*Atualizada às 23h34 de quinta-feira, 7 de novembro

Com a decisão Supremo Tribunal Federal (STF) nesta quinta (27) do

decidir pelo fim da prisão após condenação em segunda instância

, o ex-presidente

Luiz Inácio Lula da Silva

— preso desde 2018 — será um dos muitos beneficiados e pode ser solto em breve – mas não nesta quinta-feira, já que são necessários certos trâmites burocráticos para sua liberação.

O STF tomou nesta quinta (7) decisão que faz com que a prisão após condenação em segunda instância se torne inconstitucional. Ou seja, a Corte decidiu que o réu condenado pela segunda instância da Justiça não pode começar a cumprir pena imediatamente (o que também é conhecido como execução provisória da pena). A partir de agora, ele só pode ser preso após o chamado “trânsito em julgado”, que é o fim do processo, quando estão esgotadas todas as possibilidades de recursos em instâncias superiores. O placar foi de 6 votos contra a prisão após condenação em segundo grau e 5 contra.

Condenado a mais de 8 anos de prisão pelo STJ (Superior Tribunal da Justiça) no caso do tríplex no Guarujá, Lula está preso desde abril de 2018 na Superintendência da Polícia Federal no Paraná. Esse processo ainda não transitou em julgado: os recursos apresentados pela defesa estão em análise no STJ. É por isso que, se o STF decidir nesta quinta que a prisão após condenação em segunda instância é inconstitucional, Lula deve sair da cadeia e tem o direito de aguardar ao fim do processo em liberdade.

Lula também não foi condenado definitivamente em

nenhum dos outros processos que responde na Justiça

— que incluem também o caso do sítio em Atibaia — e não há um pedido de prisão preventiva contra ele.

No entanto, mesmo favorecido pela decisão de hoje do STF, ele vai continuar inelegível mesmo depois de solto, porque a Lei da Ficha Limpa determina que não pode concorrer quem já tem condenações criminais em segunda instância.

Entenda o que acontece com o ex-presidente agora: quanto tempo ele deve demorar para ser libertado e como pode ficar sua situação jurídica.

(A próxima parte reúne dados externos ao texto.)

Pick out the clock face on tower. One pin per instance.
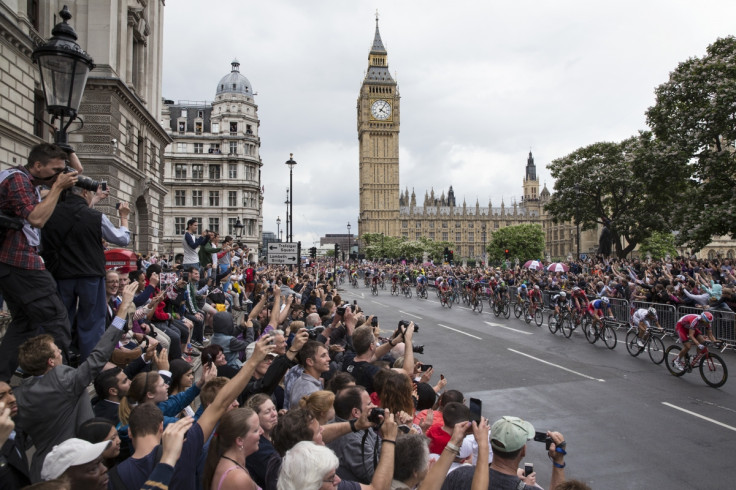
(381, 110)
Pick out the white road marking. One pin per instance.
(508, 328)
(700, 416)
(459, 331)
(557, 366)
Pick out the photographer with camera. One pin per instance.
(25, 284)
(72, 250)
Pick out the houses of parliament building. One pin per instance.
(384, 208)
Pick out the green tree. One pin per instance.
(630, 186)
(658, 245)
(695, 114)
(523, 241)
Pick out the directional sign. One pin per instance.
(274, 258)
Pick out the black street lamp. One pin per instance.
(349, 248)
(238, 229)
(290, 163)
(64, 67)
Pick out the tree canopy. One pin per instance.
(523, 242)
(695, 116)
(631, 187)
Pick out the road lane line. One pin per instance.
(700, 416)
(459, 331)
(557, 366)
(508, 328)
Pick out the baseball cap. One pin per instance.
(72, 452)
(509, 434)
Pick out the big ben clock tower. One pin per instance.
(378, 139)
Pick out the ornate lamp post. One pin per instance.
(64, 67)
(349, 248)
(290, 163)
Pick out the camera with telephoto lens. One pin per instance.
(403, 324)
(373, 416)
(84, 182)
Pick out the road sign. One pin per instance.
(282, 248)
(274, 258)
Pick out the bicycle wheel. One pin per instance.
(591, 332)
(713, 370)
(518, 310)
(538, 317)
(631, 345)
(609, 336)
(655, 347)
(669, 356)
(566, 326)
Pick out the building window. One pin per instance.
(214, 199)
(179, 225)
(214, 224)
(197, 198)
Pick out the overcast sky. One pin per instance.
(481, 84)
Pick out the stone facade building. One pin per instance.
(385, 209)
(121, 140)
(213, 166)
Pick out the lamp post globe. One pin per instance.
(64, 67)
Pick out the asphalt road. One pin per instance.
(628, 422)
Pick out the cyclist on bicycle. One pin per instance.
(535, 299)
(596, 309)
(560, 301)
(579, 299)
(643, 318)
(688, 332)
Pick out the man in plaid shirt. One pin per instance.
(26, 285)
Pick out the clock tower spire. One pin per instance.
(378, 142)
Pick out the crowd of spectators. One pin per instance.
(213, 373)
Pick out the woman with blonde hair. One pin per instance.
(320, 404)
(236, 437)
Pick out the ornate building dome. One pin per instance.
(234, 82)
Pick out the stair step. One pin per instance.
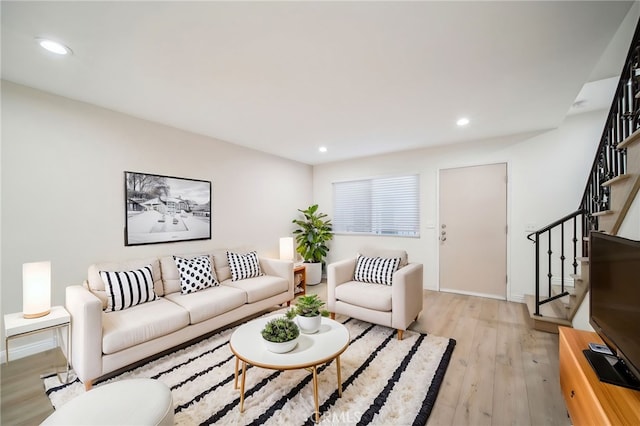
(612, 181)
(629, 140)
(549, 319)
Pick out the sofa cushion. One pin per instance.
(125, 289)
(386, 253)
(96, 285)
(259, 288)
(141, 323)
(244, 266)
(376, 270)
(209, 303)
(195, 274)
(366, 295)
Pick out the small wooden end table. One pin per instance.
(312, 350)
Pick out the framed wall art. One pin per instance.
(166, 209)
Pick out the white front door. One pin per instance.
(473, 230)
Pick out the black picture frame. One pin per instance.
(165, 209)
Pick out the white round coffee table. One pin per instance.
(312, 350)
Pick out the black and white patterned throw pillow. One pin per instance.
(244, 265)
(195, 274)
(128, 288)
(376, 270)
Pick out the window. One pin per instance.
(383, 206)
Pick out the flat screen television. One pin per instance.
(614, 281)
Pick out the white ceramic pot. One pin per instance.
(308, 325)
(313, 273)
(280, 347)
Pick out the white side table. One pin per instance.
(15, 326)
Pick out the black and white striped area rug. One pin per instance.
(385, 382)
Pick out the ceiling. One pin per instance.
(361, 78)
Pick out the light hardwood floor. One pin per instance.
(501, 371)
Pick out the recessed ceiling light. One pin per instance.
(53, 46)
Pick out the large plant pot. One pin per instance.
(313, 273)
(280, 348)
(309, 325)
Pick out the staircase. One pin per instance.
(562, 247)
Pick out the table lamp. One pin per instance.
(36, 289)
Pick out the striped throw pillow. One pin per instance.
(244, 265)
(376, 270)
(195, 274)
(128, 288)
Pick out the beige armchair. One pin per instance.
(396, 305)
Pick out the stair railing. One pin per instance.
(556, 235)
(610, 161)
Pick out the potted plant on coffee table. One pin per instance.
(312, 235)
(280, 335)
(308, 313)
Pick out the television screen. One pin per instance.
(614, 280)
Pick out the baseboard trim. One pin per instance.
(471, 293)
(20, 351)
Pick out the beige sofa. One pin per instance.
(103, 342)
(396, 305)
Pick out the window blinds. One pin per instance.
(381, 206)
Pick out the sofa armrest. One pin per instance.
(86, 332)
(279, 268)
(338, 273)
(406, 295)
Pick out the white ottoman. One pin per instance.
(127, 402)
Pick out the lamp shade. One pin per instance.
(287, 251)
(36, 289)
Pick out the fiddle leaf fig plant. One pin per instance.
(280, 330)
(308, 306)
(313, 232)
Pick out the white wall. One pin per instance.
(547, 176)
(63, 187)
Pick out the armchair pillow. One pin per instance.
(195, 274)
(128, 288)
(244, 265)
(375, 270)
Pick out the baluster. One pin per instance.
(549, 274)
(537, 313)
(562, 258)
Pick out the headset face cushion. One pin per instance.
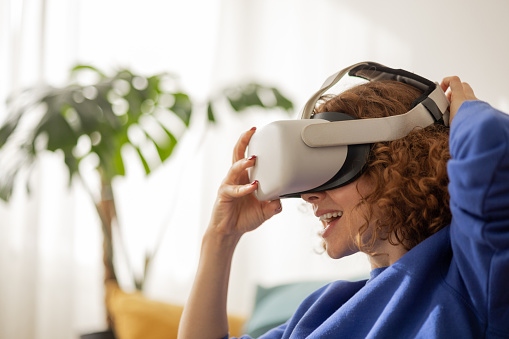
(286, 166)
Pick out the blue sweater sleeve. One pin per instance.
(479, 171)
(479, 190)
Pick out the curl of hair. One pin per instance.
(409, 200)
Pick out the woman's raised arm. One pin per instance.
(236, 211)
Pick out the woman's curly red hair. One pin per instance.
(409, 175)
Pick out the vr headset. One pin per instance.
(328, 150)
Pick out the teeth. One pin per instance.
(328, 216)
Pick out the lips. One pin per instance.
(329, 219)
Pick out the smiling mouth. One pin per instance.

Quando e como Lula pode ser solto?

Como não houve, por parte dos ministros do STF, aprovação de uma liminar de soltura para todos os presos que estão nessa situação (de execução provisória da pena), os juízes responsáveis pelos casos devem esperar os pedido das defesas e libertar quem será beneficiado caso a caso, afirma Gustavo Badaró, advogado criminalista e professor de processo penal da USP (Universidade de São Paulo).

Os advogados de Lula, Cristiano Zanin Martins e Valeska Teixeira Martins, foram para Curitiba nesta sexta-feira para conversar com o ex-presidente.

Segundo eles, após a conversa será feito um pedido à juiza de execução responsável pelo caso de Lula, Carolina Lebbos, para que o ex-presidente seja libertado imediatamente.

Depois de se entregar, Lula fez exame de corpo de delito na sede da PF em SP e foi levado de helicóptero para o Aeroporto de Congonhas, onde embarcou para o Paraná
Após decisão do Supremo, Lula deverá ser libertado da superintendência da PF, onde está preso desde o ano passado créditos: Marcello Casal Jr./Agência Brasil

O próximo passo é a juíza deferir o pedido da defesa de Lula.

“Com a decisão do STF sobre o assunto, o magistrado tem que aceitar (a petição da defesa), não sobra espaço para indeferir”, diz o professor de direito penal.

A juíza de execução então deve mandar um ofício à Polícia Federal determinando a liberação do o ex-presidente.

Efeito rápido

Após o despacho da juíza de execução, a liberação do ex-presidente pela Polícia Federal deve o mais rapidamente possível, explica a advogada criminalista Julia Granado.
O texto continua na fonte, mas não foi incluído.